В этот момент для него ничего не существует, кроме собственного очарования. Здесь любят рассказывать исторический факт, перешедший в поэтический анекдот.
Когда женщина Хелей-бахши состязалась со знаменитым Кер-Кеджали, она была на последних днях беременности. Состязание начали с вечера, и в полночь Хелей-бахши почувствовала наступление родовых болей.
Она спросила мужа:
— Победы или ребенка?
— Победы, победы! — ответил тот.
Она вышла из состязания, родила, затем вернулась и посрамила в игре знаменитого Кер-Кеджали.
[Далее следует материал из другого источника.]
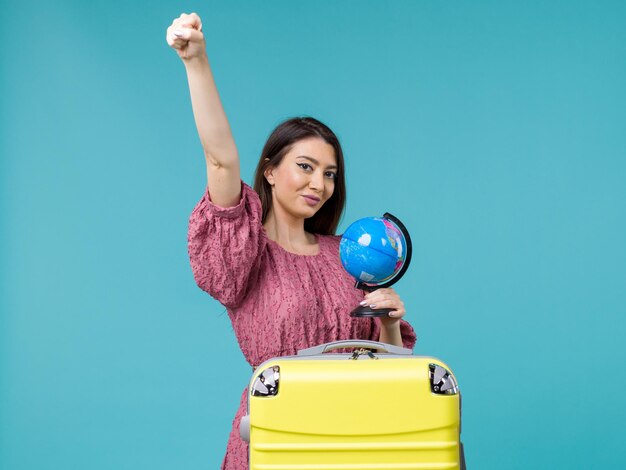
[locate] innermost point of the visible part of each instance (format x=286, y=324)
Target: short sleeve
x=409, y=338
x=225, y=246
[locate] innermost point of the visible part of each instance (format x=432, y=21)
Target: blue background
x=494, y=130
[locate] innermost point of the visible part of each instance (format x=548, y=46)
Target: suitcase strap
x=355, y=343
x=360, y=352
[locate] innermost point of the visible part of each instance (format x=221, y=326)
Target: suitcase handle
x=355, y=343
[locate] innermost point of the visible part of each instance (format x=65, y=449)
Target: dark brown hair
x=278, y=144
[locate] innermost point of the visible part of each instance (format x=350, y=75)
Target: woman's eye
x=305, y=166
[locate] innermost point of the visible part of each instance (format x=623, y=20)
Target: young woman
x=269, y=254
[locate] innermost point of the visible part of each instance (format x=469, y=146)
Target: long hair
x=325, y=220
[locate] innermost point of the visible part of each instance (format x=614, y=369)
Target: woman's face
x=305, y=178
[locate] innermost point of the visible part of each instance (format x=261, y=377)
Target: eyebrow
x=313, y=160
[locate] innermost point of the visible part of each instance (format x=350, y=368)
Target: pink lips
x=311, y=200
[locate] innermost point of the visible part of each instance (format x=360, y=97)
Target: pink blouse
x=278, y=302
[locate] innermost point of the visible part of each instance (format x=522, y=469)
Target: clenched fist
x=185, y=35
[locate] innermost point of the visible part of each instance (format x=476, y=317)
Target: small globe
x=373, y=250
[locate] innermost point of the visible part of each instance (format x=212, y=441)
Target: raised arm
x=220, y=152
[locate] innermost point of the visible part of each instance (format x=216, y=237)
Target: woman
x=269, y=255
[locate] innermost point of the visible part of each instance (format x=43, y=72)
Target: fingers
x=385, y=298
x=184, y=29
x=192, y=20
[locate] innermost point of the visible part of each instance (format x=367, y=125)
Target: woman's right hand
x=185, y=36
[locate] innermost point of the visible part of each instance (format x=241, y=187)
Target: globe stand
x=366, y=310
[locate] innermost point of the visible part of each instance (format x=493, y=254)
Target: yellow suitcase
x=365, y=410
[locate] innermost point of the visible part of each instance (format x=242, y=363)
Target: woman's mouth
x=311, y=200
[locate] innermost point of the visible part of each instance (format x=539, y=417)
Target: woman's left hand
x=386, y=298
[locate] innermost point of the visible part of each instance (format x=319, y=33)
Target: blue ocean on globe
x=372, y=250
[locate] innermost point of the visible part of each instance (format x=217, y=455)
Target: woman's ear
x=269, y=175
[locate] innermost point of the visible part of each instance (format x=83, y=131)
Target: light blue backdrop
x=494, y=130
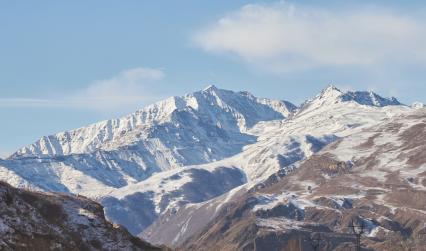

Вамбери так описал музыкальный вечер в Туркмении:
Бахши аккомпанировал себе сначала легким прикосновением к струнам дутара, потом, мало-помалу воодушевляясь, начал сильно и порывисто бить по инструменту. При описании сражений он особенно воодушевлялся. Его энтузиазм заражал и молодых слушателей, сцена становилась в высшей степени драматичной: молодые джигиты, испуская глухие стоны, бросали шапку на землю, рвали на себе волосы, как будто им страстно хотелось вступить в бой друг с другом.
С 1863 года мало изменилось отношение к музыке.
Мы сидели среди вздохов, возгласов, причмокиваний. Кто-то ожесточенно скреб пятерней замлевшую грудь, кто-то прищелкивал в такт мелодии пальцами.
Когда бахши кончил и смолкли все одобрения, до нас долетел нервный шопот женщин, гурьбою сидевших в сторонке. Они говорили, что никогда еще ни у одной женщины не было такого удачного праздника и что интересно — будут ли названы колодцы просто «Арват-кую» или же личным именем — «Еофа».
— Так, — сказал товарищ, — налога они платить, видно, не будут. Ну, да дело как раз не в том — самое главное, нынче же все узнают, что за воду платить никому не следует. Довел план до станка, — сказал он, смеясь и поднимаясь к лошадям.
Наутро мы завтракали овечьим сыром и чаем у старого чабана за много километров от вчерашней кочевки.
— Слышали новость? — спросил он нас. — Вчера был семейный той у одного из наших и приехали двое из района — не вы ли? — и объявили колодцы Ашрафа и Гельды свободными и назвали их именем женщины, в честь которой был праздник.
— Нет, это не мы, — сказал мой товарищ. — И чем же кончилось дело?
— Большой шум идет по кочевкам, — ответил чабан, — у кого в доме свекрови еще не разрешили невесток, спешат теперь, торопятся праздник устроить, чтобы опять приехали эти двое, — остальные колодцы освободить. Шутка ли, у нас еще сорок колодезных хозяев осталось!
Он засмеялся, сдвинул папаху на лоб и, погладив затылок, сказал:
— Вся наша беднота теперь на ногах. А на женщин даже смотреть страшно, — еще бы, каждой хочется, чтобы ее именем назвали колодец. И мужьям их тоже приятно. Прямо скачки!